Summer Budget 2015: George Osborne permanently fixes Annual Investment Allowance at £200,000
4 min read
08 July 2015
British business leaders were under the impression that the Annual Investment Allowance (AIA) would sit at just £25,000 in 2016, but George Osborne revealed during the Summer Budget 2015 it will actually be boosted to a permanent level of £200,000.
The AIA was introduced in 2008 to help small firms increase productivity and scale with large investments by enabling them to claim 100 per cent tax relief on equipment and machinery – up to the limit set for the year of expenditure.
Originally launched at £50,000, the allowance has yo-yoed from £100,000 to £250,000 to £25,000 to £500,000. As such, it was believed that the limit would plummet back to £25,000 in 2016, but the chancellor revealed during the Summer Budget that’s not going to be the case.
“Many small and medium sized businesses have benefitted from our enhanced Annual Investment Allowance. This Allowance was set at £100,000 when we came to office – it is higher now, but without action it will fall to just £25,000 at the end of the year. That would especially hit middle-sized companies in areas like manufacturing and agriculture that we want to do more to build up in Britain,” said Osborne.
“So I can confirm that the Annual Investment Allowance will not fall to £25,000 but be set at £200,000; this year and every year. A major, permanent boost to the incentives for long-term investment by small and medium sized firms in Britain.”
Earl Yardley, director at machine solutions firm Industrial Vision Systems, believes that the announcement is a positive one for the UK manufacturing sector.
“The more investment and tax breaks within this space, the more stability there is for key industries, such as pharma, medical device, and automation, which, in turn, will also enhance the performances of UK engineering firms,” he said.

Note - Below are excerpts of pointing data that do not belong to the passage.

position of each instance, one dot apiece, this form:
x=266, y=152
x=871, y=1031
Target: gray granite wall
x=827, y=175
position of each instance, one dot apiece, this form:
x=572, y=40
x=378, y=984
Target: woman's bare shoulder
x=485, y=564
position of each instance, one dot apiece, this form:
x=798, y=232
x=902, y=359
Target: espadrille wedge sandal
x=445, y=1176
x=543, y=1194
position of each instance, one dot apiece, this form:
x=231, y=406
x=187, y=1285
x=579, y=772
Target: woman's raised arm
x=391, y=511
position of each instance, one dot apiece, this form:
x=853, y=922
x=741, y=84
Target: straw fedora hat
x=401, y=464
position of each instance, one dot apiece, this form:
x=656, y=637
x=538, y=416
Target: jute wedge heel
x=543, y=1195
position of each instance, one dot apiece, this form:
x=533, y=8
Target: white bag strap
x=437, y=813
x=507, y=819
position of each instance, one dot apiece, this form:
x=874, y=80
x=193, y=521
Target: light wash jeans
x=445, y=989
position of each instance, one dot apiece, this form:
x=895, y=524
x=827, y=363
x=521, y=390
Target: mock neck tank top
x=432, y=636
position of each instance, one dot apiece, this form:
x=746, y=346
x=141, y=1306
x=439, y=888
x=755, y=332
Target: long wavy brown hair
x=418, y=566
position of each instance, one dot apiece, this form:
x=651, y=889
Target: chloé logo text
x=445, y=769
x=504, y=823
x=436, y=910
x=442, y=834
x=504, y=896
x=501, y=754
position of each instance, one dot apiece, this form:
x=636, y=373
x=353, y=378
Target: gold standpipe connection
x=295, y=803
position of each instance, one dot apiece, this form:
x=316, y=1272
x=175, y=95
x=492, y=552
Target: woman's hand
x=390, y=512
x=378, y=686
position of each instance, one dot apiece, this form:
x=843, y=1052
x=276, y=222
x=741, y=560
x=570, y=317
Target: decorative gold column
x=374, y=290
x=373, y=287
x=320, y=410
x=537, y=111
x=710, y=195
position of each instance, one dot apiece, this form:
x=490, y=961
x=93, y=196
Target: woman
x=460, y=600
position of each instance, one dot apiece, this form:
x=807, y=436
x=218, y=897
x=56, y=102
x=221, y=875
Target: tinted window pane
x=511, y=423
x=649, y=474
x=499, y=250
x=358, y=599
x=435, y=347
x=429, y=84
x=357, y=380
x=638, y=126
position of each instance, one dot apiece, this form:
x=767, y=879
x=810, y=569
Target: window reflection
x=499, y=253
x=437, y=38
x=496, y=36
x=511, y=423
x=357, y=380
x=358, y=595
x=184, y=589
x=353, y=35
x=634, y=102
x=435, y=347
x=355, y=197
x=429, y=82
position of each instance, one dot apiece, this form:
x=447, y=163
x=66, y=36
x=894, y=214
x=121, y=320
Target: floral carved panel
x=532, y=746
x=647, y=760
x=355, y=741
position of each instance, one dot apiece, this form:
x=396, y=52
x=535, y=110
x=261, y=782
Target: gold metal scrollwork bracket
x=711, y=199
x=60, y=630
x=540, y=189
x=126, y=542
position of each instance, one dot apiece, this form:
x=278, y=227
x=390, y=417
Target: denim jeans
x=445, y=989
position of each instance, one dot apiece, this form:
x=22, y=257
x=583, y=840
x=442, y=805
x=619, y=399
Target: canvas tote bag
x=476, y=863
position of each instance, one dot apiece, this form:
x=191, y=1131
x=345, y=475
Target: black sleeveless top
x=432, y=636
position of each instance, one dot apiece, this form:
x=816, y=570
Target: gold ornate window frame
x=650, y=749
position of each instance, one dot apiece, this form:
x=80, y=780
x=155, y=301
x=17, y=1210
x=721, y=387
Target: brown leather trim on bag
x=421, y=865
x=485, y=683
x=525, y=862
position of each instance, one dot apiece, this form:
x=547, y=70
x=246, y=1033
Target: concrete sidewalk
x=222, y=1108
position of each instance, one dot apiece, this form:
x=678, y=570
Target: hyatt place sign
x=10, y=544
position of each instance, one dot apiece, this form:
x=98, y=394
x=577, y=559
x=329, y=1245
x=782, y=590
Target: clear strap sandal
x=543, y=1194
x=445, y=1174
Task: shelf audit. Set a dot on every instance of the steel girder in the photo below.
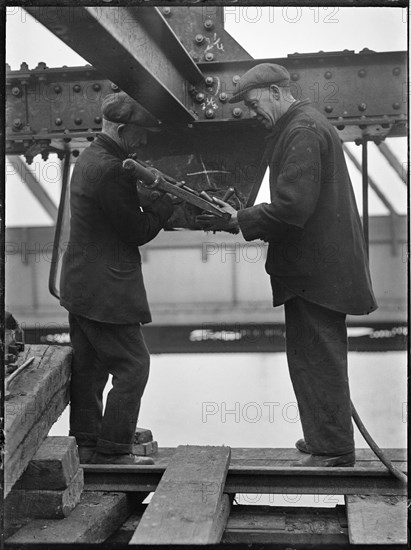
(362, 94)
(134, 47)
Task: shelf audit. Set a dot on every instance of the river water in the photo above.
(246, 400)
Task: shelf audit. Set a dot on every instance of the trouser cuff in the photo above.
(111, 448)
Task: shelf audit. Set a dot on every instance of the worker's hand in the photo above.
(209, 222)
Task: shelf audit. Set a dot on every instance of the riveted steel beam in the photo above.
(135, 48)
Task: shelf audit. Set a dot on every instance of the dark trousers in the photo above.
(316, 340)
(100, 349)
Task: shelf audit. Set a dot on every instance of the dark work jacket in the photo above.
(101, 275)
(316, 245)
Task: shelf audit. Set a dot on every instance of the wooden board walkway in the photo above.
(193, 502)
(189, 506)
(33, 402)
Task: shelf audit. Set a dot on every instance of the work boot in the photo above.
(326, 461)
(301, 445)
(85, 454)
(128, 459)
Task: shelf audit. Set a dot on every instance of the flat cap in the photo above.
(121, 108)
(260, 76)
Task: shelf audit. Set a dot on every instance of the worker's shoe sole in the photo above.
(324, 461)
(302, 446)
(127, 459)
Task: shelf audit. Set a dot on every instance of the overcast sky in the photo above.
(263, 32)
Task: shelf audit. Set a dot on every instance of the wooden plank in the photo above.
(314, 527)
(37, 398)
(92, 521)
(44, 503)
(375, 519)
(188, 506)
(251, 456)
(53, 466)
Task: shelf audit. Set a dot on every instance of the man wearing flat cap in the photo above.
(102, 285)
(316, 259)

“The chancellor should be applauded for fixing the annual investment allowance for capital allowances at £200,000. We have already seen a significant increase in investment made in new automated production lines and cells across the UK manufacturing base. By establishing a long term rate, this is sure to boost productivity and help leverage the UK at the forefront of the global manufacturing sector.”
Read more from our summer Budget commentary:
- George Osborne says tax dodgers have “nowhere to hide”
- George Osborne adds more detail to Northern Powerhouse plans
- Compulsory national living wage gets mixed reception
- Cut in corporation tax welcomed by British businesses
- Apprenticeship levy so firms “get back more than they put in”
- Roads Fund introduced as part of the plan to boost productivity
However, Mark Tighe, the MD of capital allowances firm Catax Solutions, isn’t so pleased about the pledge and claimed Osborne has “fallen short in his promises to support SMEs”.
“Numerous business leaders have already recommended the allowance to be set above the current level of £500,000 – but the Tories haven’t listened,” said Tighe.
“The chancellor’s apparent ‘laser-like focus’ on productivity is somewhat misguided and it is now crucial Mr Osborne reevaluates the way in which he intends to help SMEs continue to spend and grow.
“SMEs have been star performers in the UK economy in recent months and they deserve greater support, as pledged ahead of the election in May.”